The screenplay by Ron Gantman isn’t exactly A-level writing. A subplot involving teens throwing an ill-advised outdoor Halloween party is underdeveloped. None of them are even significant characters unless you count the young couple killed by slugs while having sex. A plot thread about a character’s wife’s alcoholism is dropped almost immediately after it’s brought up.
It also expects the viewer to stretch credulity beyond the limit. Are we really supposed to believe the science teacher can mix up 50 gallons worth of an explosive lithium compound in a matter of hours? The plan to kill the slugs depends on all of them being in one spot at the same time. Yeah, like that’s gonna happen. Again, what did you expect?
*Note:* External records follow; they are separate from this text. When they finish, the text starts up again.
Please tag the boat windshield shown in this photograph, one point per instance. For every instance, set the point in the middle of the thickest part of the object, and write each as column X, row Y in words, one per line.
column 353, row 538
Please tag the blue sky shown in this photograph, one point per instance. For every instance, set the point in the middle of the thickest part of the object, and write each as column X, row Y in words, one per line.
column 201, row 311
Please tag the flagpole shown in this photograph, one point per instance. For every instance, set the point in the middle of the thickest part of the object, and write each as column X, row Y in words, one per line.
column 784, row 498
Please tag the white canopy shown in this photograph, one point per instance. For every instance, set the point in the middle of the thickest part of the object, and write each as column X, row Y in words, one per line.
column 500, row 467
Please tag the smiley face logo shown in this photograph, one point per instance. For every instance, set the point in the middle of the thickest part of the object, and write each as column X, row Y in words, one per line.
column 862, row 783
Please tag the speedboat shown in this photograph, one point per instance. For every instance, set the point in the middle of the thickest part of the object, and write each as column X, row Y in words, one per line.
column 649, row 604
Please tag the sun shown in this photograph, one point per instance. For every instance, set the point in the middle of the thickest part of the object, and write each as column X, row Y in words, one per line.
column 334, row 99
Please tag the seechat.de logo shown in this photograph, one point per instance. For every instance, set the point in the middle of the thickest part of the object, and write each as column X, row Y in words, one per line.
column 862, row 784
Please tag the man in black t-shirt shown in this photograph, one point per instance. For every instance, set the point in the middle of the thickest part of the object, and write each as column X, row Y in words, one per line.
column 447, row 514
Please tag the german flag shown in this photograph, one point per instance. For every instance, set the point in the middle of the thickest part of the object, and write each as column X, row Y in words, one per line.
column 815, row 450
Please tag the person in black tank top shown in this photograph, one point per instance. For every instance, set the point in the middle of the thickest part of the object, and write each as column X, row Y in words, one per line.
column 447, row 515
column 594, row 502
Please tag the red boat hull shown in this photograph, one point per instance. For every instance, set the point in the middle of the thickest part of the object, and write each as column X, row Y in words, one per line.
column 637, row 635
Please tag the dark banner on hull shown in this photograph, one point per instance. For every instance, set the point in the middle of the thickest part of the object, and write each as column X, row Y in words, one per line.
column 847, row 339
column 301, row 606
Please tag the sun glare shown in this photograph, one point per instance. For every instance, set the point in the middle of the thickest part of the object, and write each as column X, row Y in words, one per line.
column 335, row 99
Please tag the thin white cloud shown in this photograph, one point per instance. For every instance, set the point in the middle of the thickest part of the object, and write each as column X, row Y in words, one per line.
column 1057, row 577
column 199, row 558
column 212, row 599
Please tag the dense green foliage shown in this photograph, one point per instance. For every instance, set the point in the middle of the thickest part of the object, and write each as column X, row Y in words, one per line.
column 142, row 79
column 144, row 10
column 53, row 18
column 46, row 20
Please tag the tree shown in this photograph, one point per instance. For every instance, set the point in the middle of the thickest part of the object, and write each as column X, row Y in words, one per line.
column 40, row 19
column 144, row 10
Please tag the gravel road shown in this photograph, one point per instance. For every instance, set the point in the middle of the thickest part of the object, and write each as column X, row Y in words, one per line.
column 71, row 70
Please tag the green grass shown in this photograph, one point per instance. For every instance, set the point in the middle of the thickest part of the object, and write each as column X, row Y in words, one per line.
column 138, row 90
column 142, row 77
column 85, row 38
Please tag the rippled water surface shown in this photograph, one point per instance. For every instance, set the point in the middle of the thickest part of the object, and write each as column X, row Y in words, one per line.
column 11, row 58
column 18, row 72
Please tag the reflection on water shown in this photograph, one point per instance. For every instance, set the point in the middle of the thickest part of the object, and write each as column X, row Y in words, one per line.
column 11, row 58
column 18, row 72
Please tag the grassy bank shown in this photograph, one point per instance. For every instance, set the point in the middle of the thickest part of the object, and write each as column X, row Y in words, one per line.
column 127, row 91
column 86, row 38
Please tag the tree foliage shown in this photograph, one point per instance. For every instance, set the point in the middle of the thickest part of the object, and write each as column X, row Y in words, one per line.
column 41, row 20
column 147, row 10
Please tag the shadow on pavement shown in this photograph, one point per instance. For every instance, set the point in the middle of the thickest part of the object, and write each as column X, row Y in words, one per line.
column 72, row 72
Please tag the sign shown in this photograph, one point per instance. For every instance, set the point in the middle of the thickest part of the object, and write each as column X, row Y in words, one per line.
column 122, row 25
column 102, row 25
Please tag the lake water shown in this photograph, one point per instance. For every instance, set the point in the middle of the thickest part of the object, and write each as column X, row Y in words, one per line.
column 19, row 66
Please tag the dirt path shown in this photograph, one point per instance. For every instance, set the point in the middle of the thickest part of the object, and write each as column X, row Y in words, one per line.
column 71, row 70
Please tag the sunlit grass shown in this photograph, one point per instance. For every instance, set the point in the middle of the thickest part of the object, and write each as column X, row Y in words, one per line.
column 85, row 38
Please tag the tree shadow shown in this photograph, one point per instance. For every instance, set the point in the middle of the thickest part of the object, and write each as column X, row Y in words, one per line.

It’s a movie about killer mutant slugs, it’s not freaking Citizen Kane. It does have some great bad dialogue though. Here are a couple of samples:
Mike: “Now maybe, just maybe, we’re dealing with a mutant form of slug here, a kind that eats meat!”
Sheriff: “What’ll it be next, demented crickets? Rampaging mosquitoes, maybe?”
There’s more, but I’ll leave it to you to discover. That’s my subtle way of recommending Slugs, a surprisingly effective low budget creature feature released by New World Pictures in the US. I don’t recall it playing in theaters; I know it didn’t open in Philly. I remember it being in video stores, but I didn’t bother with it. If there’s an upside to the COVID-19 crisis, it’s that it allows me the opportunity to catch up on older movies I haven’t seen. Slugs is one of the better ones.